Ferroelectric and Ionic-Conductive Properties of Nonlinear-Optical Vanadate, Ca9Bi(VO4)7

Abstract

Structural, chemical, and physical properties of whitlockite-type Ca9Bi(VO4)7 were studied by X-ray powder diffraction (XRD), electron diffraction (ED), second-harmonic generation (SHG), thermogravimetry, differential scanning calorimetry, dielectric, and electrical-conductivity measurements. A new phase-transition of the ferroelectric type was found in Ca9Bi(VO4)7 with a transition temperature, Tc, of 1053 ± 3 K. The polar phase, β-Ca9Bi(VO4)7, is stable below Tc down to at least 160 K. The centrosymmetric β‘-phase is stable above Tc up to 1273 ± 5 K. Above 1273 K, it decomposes to give BiVO4 and whitlockite-type solid solutions of Ca9+1.5xBi1-x(VO4)7. The β ↔ β‘ phase transition is reversible and of second order. Electrical conductivity of β‘-Ca9Bi(VO4)7 is rather high (σ = 0.6 × 10-3 S/cm at 1200 K) and obeys the Arrhenius law with an activation energy of 1.0 eV. Structure parameters of Ca9Bi(VO4)7 are refined by the Rietveld method from XRD data measured at room temperature (space group R3c; Z = 6; a = 10.8992(1) Å, c = 38.1192(4) Å, and V = 3921.6(1) Å3; Rwp = 3.06% and Rp = 2.36%).

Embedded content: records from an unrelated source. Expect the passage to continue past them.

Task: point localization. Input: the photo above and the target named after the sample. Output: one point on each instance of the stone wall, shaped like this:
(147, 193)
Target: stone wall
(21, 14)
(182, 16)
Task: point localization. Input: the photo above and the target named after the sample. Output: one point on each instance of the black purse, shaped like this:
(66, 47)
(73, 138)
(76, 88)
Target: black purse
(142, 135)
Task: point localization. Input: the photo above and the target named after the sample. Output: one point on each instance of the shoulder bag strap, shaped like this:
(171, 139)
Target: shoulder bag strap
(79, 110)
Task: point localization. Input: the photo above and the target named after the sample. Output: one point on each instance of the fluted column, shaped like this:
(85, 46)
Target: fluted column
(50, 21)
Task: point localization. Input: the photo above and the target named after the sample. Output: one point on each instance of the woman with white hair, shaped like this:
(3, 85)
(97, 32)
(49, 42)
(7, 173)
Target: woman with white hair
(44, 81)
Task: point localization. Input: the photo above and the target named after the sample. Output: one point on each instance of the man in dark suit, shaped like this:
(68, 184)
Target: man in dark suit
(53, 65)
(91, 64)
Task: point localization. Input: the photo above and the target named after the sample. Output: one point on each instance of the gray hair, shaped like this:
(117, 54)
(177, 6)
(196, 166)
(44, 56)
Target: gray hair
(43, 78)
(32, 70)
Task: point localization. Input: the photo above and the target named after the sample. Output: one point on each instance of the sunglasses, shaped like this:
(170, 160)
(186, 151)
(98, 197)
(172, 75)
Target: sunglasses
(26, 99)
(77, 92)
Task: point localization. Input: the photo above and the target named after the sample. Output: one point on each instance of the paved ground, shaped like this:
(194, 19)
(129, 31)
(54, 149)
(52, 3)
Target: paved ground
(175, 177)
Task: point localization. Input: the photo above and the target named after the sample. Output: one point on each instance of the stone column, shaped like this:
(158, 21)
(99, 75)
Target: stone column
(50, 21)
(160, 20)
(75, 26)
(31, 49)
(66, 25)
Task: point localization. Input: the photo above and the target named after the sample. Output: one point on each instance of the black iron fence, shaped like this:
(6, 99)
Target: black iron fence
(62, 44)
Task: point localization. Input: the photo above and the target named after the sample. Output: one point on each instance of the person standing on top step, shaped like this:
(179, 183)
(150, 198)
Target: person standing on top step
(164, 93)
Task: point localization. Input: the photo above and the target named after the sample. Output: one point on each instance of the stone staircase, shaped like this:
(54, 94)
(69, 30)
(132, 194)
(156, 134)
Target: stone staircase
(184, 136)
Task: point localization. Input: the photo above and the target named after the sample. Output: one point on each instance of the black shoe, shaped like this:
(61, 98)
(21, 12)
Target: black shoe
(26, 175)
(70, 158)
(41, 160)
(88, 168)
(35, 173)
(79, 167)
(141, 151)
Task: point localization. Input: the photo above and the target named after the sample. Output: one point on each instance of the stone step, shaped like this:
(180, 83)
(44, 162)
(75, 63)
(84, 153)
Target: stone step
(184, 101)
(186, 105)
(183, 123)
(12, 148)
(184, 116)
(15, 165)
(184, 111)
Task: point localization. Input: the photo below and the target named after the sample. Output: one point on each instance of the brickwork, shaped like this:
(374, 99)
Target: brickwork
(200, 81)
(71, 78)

Bi3+ ions together with Ca2+ ions are statistically distributed among the M1, M2, M3, and M5 sites. Ca9Bi(VO4)7 has a SHG efficiency of about 140 times that of quartz. Through the powder SHG measurements, we estimated the nonlinear optical susceptibility, 〈d〉, at about 6.1−7.2 pm/V. This value for Ca9Bi(VO4)7 is comparable with that for known nonlinear optical materials such as LiNbO3 and LiTaO3.